Loved Irma and loved taking the pictures in our farmhouse one night. Too bad you couldn't have dropped in.
So glad to have you in my life!
Susan Reid from Where Left is Right, CA on January 30, 2012:
GoodLady, You've made the simplest of recipes intriguing by seasoning it with Irma and affection. Love the writing and the photos.
Glad to have found you! MM
Penelope Hart (author) from Rome, Italy on January 10, 2012:
Hi and thanks for dropping in,
Hope you try the recipe and hope you love it.
Elena from London, UK on January 08, 2012:
A very healthy dish. Thanks for the Recipe.
Penelope Hart (author) from Rome, Italy on January 01, 2012:
Hope you really enjoy pasta ceci with your family...great you have the rosemary....
Many thanks for commenting...
Happy New Year 2uesday.
2uesday on January 01, 2012:
This looks good, I will share this recipe with my family as they like chick peas/ceci and we have never tried them with pasta and we have rosemary growing in the garden to use for this. We have eaten ceci in Pisa they had been made into a type of pancake. I hope 2012 is a good year for you.
aliciajfarinoli from Fitzwilliam, NH on December 23, 2011:
Not only is this a great authentic recipe to try, but it is such a heart warming memory of Irma. She almost sounds like my own Nana. Thank you for sharing this with us.
Penelope Hart (author) from Rome, Italy on December 23, 2011:
What a thoughtful, kind comment. Many thanks.
Everyone was out buying their fresh fish at the Grosseto Christmas market this morning.
I can't help it; I'm making mince pies!
Nadolig Llawen (Welsh for Happy Christmas)
akune from Surrey, England, United Kingdom on December 22, 2011:
Oh my. I love the way you write. And your light shed on real Italian cooking is the same light that shines from anything that is classic and true- it is simple.
Penelope Hart (author) from Rome, Italy on December 22, 2011:
Hi Sabrani44! Hope you really like it. Thanks for comment and for bookmarking!

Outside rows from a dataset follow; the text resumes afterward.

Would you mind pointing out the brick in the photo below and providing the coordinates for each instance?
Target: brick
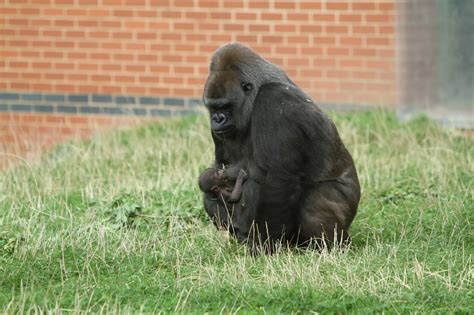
(43, 108)
(284, 5)
(20, 108)
(89, 109)
(299, 17)
(9, 96)
(363, 5)
(324, 17)
(150, 100)
(78, 98)
(54, 97)
(378, 17)
(31, 97)
(310, 5)
(330, 5)
(66, 109)
(101, 98)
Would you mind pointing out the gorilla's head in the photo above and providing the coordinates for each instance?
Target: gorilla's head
(236, 74)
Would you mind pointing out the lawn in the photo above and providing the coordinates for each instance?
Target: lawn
(116, 224)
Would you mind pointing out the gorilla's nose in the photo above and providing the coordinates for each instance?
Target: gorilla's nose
(219, 118)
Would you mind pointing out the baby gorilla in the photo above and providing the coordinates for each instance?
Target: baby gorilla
(215, 181)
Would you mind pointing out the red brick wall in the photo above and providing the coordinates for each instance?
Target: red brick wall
(339, 52)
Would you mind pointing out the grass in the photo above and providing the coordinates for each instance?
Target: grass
(116, 224)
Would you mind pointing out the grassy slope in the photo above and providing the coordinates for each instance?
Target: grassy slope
(61, 248)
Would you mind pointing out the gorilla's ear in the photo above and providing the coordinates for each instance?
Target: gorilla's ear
(246, 87)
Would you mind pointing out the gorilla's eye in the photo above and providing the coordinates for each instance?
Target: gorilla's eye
(246, 87)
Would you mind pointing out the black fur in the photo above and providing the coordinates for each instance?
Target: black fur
(302, 184)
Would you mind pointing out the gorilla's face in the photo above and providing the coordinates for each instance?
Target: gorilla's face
(228, 96)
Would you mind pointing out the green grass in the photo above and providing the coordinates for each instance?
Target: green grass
(116, 224)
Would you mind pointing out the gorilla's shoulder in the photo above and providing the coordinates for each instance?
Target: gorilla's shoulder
(286, 100)
(286, 109)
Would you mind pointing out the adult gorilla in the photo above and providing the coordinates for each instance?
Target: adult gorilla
(302, 184)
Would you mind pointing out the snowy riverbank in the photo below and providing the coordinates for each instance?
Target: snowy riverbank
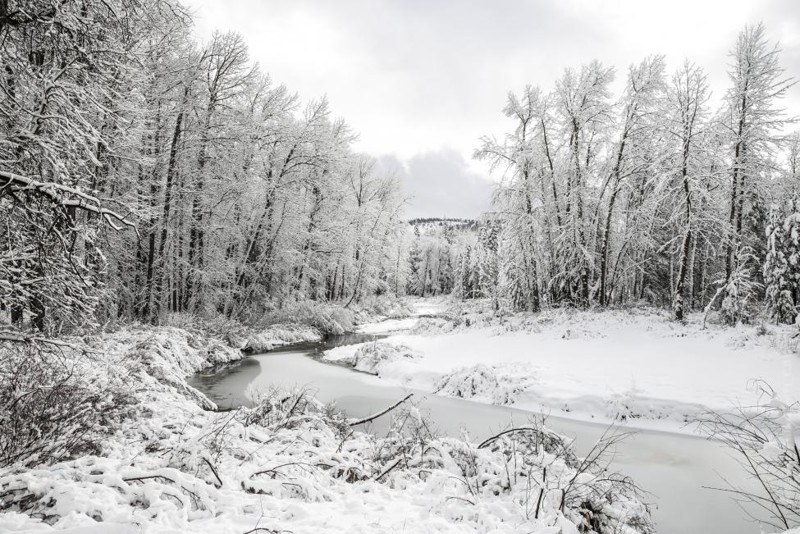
(163, 463)
(634, 367)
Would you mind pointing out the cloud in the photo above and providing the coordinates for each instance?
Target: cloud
(440, 184)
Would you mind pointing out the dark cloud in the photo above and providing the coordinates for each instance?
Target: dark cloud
(440, 184)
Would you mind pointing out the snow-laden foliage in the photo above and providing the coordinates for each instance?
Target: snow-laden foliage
(374, 357)
(500, 384)
(766, 441)
(645, 196)
(145, 174)
(291, 463)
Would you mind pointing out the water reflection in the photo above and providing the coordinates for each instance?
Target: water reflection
(674, 468)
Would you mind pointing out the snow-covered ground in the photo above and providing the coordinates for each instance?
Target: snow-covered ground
(634, 367)
(420, 307)
(289, 464)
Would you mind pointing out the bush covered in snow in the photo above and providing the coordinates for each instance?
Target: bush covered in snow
(500, 384)
(766, 439)
(289, 462)
(53, 405)
(372, 357)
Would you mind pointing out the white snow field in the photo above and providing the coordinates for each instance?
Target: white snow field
(635, 367)
(288, 465)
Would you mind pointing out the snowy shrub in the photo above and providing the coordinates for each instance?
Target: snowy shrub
(766, 439)
(501, 383)
(51, 408)
(370, 357)
(279, 334)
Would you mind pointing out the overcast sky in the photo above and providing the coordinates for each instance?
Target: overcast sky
(422, 80)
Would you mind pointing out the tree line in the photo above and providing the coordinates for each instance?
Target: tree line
(142, 174)
(652, 196)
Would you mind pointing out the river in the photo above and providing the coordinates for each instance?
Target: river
(673, 468)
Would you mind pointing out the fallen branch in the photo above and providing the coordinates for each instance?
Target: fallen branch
(213, 471)
(379, 414)
(488, 441)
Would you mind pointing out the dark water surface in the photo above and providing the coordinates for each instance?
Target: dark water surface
(674, 468)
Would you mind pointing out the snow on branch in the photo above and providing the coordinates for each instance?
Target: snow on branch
(65, 196)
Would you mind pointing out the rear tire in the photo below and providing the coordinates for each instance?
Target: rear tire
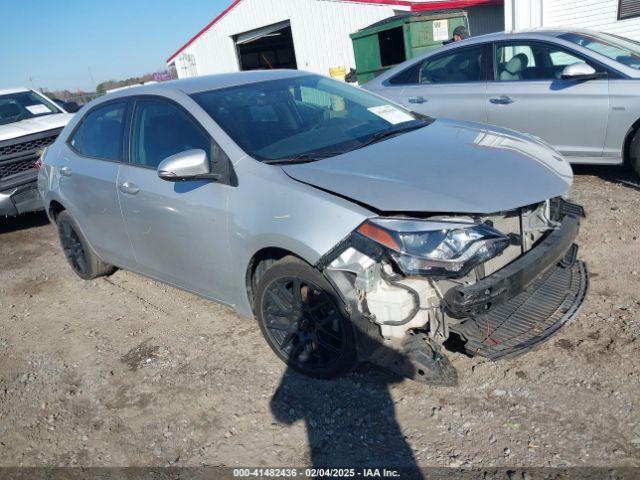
(634, 153)
(303, 320)
(83, 261)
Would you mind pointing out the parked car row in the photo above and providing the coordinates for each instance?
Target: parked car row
(577, 90)
(29, 122)
(348, 226)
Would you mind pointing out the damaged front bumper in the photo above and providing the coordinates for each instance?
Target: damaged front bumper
(501, 312)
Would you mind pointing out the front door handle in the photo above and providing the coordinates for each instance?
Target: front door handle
(419, 99)
(129, 188)
(503, 100)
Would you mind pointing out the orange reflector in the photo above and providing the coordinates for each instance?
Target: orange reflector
(379, 235)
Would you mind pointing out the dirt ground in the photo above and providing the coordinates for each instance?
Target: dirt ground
(127, 371)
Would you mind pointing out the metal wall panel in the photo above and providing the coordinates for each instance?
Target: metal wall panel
(599, 15)
(320, 31)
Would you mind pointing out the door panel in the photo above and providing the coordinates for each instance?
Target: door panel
(530, 96)
(570, 116)
(89, 189)
(464, 101)
(178, 230)
(450, 85)
(89, 171)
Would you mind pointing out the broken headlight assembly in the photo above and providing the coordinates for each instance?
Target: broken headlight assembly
(435, 248)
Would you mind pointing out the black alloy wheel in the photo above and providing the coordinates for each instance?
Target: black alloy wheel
(303, 323)
(72, 246)
(84, 262)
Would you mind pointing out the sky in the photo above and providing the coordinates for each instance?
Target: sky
(71, 44)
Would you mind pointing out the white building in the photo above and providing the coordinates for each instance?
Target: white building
(620, 17)
(313, 35)
(310, 35)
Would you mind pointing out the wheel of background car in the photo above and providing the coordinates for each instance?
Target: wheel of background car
(634, 153)
(302, 319)
(79, 255)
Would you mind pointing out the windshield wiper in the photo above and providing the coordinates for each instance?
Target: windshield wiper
(302, 158)
(378, 137)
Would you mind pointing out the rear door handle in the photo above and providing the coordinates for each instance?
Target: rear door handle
(419, 99)
(129, 188)
(503, 100)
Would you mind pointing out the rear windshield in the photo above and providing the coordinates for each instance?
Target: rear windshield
(306, 115)
(622, 50)
(15, 107)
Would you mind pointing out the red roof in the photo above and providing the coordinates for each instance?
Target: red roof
(414, 6)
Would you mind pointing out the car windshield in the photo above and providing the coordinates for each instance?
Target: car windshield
(304, 118)
(15, 107)
(616, 48)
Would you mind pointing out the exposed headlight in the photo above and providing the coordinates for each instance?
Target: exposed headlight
(435, 248)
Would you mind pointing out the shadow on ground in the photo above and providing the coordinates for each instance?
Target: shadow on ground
(23, 222)
(612, 174)
(350, 422)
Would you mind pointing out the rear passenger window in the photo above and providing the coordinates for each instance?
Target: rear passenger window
(100, 132)
(459, 66)
(161, 129)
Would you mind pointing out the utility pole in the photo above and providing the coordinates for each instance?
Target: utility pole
(93, 82)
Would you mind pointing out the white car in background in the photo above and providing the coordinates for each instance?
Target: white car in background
(578, 90)
(29, 122)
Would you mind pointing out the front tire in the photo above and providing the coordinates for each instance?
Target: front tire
(83, 261)
(634, 153)
(303, 320)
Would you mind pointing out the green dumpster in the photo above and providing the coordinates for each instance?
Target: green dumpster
(391, 41)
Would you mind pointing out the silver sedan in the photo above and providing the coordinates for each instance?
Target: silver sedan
(577, 90)
(351, 228)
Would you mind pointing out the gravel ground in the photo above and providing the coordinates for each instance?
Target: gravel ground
(127, 371)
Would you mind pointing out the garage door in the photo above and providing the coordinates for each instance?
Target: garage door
(266, 48)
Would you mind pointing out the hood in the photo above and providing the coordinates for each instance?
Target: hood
(34, 125)
(445, 167)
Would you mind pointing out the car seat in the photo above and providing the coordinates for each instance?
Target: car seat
(512, 70)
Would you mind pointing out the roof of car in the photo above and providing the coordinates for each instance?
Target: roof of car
(8, 91)
(211, 82)
(546, 32)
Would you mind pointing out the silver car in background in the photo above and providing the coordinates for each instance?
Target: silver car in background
(349, 227)
(577, 90)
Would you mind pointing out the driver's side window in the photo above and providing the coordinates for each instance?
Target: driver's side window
(531, 61)
(161, 129)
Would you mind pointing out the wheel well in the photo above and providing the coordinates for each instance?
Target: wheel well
(54, 209)
(259, 264)
(626, 149)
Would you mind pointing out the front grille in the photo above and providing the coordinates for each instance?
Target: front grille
(16, 167)
(29, 146)
(19, 155)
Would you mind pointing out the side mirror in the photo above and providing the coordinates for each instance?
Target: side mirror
(580, 71)
(188, 165)
(71, 107)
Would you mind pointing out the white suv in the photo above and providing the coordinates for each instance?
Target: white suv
(29, 122)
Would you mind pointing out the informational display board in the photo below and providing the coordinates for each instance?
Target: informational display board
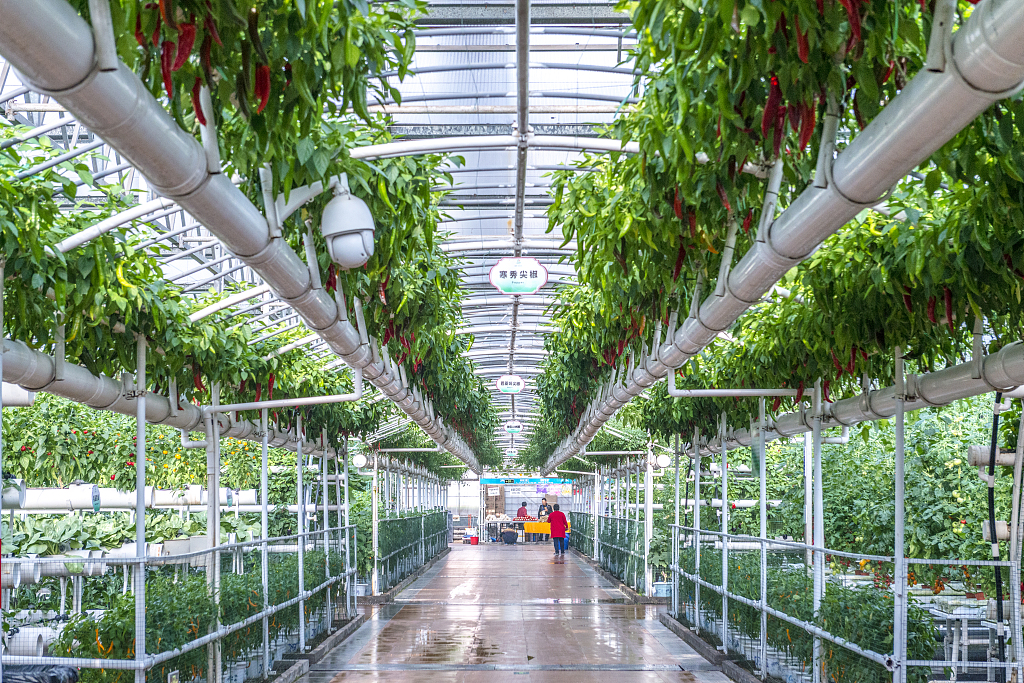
(518, 275)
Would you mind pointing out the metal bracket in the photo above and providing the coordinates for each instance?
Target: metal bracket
(942, 25)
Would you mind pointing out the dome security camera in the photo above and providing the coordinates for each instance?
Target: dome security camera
(348, 227)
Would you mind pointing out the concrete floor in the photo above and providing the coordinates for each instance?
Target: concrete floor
(491, 613)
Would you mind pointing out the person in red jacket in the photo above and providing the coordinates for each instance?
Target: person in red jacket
(558, 526)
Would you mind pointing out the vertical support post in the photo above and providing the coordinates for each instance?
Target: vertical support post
(598, 478)
(302, 528)
(648, 519)
(819, 526)
(899, 584)
(139, 505)
(808, 499)
(264, 551)
(725, 540)
(343, 519)
(763, 509)
(375, 516)
(1015, 553)
(675, 538)
(696, 528)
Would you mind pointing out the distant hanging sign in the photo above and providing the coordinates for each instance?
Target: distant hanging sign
(518, 275)
(510, 384)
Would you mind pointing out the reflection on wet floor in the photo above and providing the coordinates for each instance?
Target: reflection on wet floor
(515, 613)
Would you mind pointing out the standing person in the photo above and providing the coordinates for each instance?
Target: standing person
(521, 513)
(558, 526)
(542, 515)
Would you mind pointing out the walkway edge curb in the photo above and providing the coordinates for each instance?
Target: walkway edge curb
(708, 651)
(329, 643)
(384, 598)
(633, 596)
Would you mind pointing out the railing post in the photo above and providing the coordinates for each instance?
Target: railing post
(763, 509)
(696, 529)
(675, 537)
(648, 521)
(264, 551)
(139, 506)
(725, 539)
(597, 497)
(375, 517)
(819, 542)
(899, 585)
(300, 466)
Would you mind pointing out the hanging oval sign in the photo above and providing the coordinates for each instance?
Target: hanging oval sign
(510, 384)
(518, 275)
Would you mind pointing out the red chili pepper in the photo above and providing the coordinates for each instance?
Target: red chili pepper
(839, 366)
(889, 72)
(679, 260)
(139, 36)
(947, 296)
(262, 86)
(166, 61)
(167, 13)
(795, 112)
(211, 29)
(853, 15)
(779, 130)
(803, 46)
(186, 38)
(722, 196)
(807, 123)
(197, 101)
(771, 107)
(332, 279)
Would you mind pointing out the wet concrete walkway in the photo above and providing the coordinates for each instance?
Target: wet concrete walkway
(495, 613)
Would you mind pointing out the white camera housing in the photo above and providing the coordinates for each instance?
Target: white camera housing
(348, 227)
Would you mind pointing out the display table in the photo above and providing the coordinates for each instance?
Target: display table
(537, 527)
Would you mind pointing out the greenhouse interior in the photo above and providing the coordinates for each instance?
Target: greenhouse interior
(568, 396)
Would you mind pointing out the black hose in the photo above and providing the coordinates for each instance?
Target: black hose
(1000, 677)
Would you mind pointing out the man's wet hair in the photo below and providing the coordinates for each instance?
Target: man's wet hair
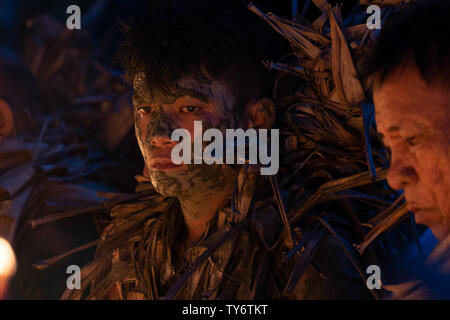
(415, 35)
(179, 38)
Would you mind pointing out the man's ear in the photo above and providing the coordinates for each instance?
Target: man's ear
(260, 114)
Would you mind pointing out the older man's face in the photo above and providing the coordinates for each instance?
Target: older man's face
(414, 119)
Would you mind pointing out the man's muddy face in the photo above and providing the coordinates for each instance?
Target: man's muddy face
(414, 119)
(157, 115)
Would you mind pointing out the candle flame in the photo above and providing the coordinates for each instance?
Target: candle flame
(7, 259)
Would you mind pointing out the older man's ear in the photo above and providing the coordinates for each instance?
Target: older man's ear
(259, 114)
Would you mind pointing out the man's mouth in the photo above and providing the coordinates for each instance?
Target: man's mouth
(160, 164)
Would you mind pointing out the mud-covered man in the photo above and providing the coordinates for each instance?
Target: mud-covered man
(196, 239)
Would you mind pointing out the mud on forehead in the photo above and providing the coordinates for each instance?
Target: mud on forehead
(197, 85)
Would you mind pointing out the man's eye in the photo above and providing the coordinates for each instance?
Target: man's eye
(144, 110)
(190, 109)
(412, 141)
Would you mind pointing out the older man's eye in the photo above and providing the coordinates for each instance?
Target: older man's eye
(190, 109)
(144, 110)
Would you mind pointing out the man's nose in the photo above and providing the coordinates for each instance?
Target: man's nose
(401, 172)
(162, 141)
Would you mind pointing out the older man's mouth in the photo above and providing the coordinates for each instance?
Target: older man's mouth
(163, 164)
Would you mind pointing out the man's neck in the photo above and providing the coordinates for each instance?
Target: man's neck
(199, 211)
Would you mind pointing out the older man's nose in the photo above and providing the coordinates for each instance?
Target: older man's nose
(401, 173)
(162, 141)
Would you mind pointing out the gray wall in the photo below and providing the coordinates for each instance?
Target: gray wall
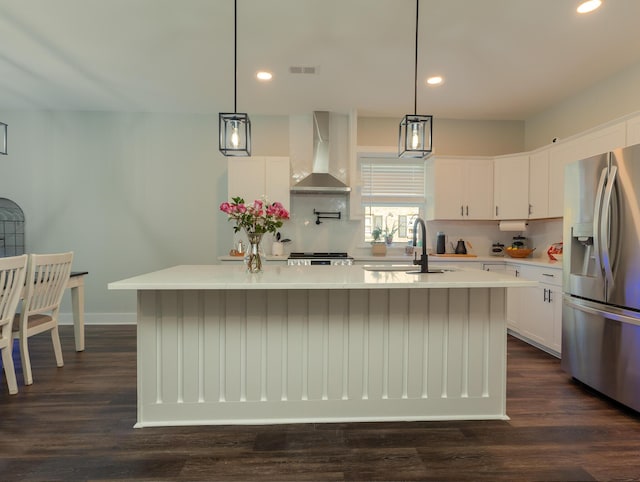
(130, 192)
(607, 100)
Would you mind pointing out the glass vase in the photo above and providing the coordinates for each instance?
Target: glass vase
(252, 258)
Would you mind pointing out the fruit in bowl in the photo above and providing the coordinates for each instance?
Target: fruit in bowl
(555, 252)
(519, 252)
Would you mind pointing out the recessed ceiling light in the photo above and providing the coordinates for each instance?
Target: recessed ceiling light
(589, 6)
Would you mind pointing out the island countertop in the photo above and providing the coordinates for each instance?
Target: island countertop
(222, 277)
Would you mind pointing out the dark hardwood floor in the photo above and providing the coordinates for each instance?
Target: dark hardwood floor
(75, 423)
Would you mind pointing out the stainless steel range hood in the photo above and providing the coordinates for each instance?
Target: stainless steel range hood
(320, 181)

And mildgulley354, so pleased you enjoyed Irma's story, thanks so much for your comment.
mljdgulley354 on December 21, 2011:
Loved the background story you shared with this dish. The dish looks yummy.
sabrani44 on December 21, 2011:
This looks delicious! Bookmarked it and will definitely try this recipe :)
Penelope Hart (author) from Rome, Italy on December 21, 2011:
Thanks so much for dropping by.
Hope you love it.
RTalloni on December 21, 2011:
Oh my--I'm so glad I did not know what to make for dinner tonight--thanks! Will try to report back.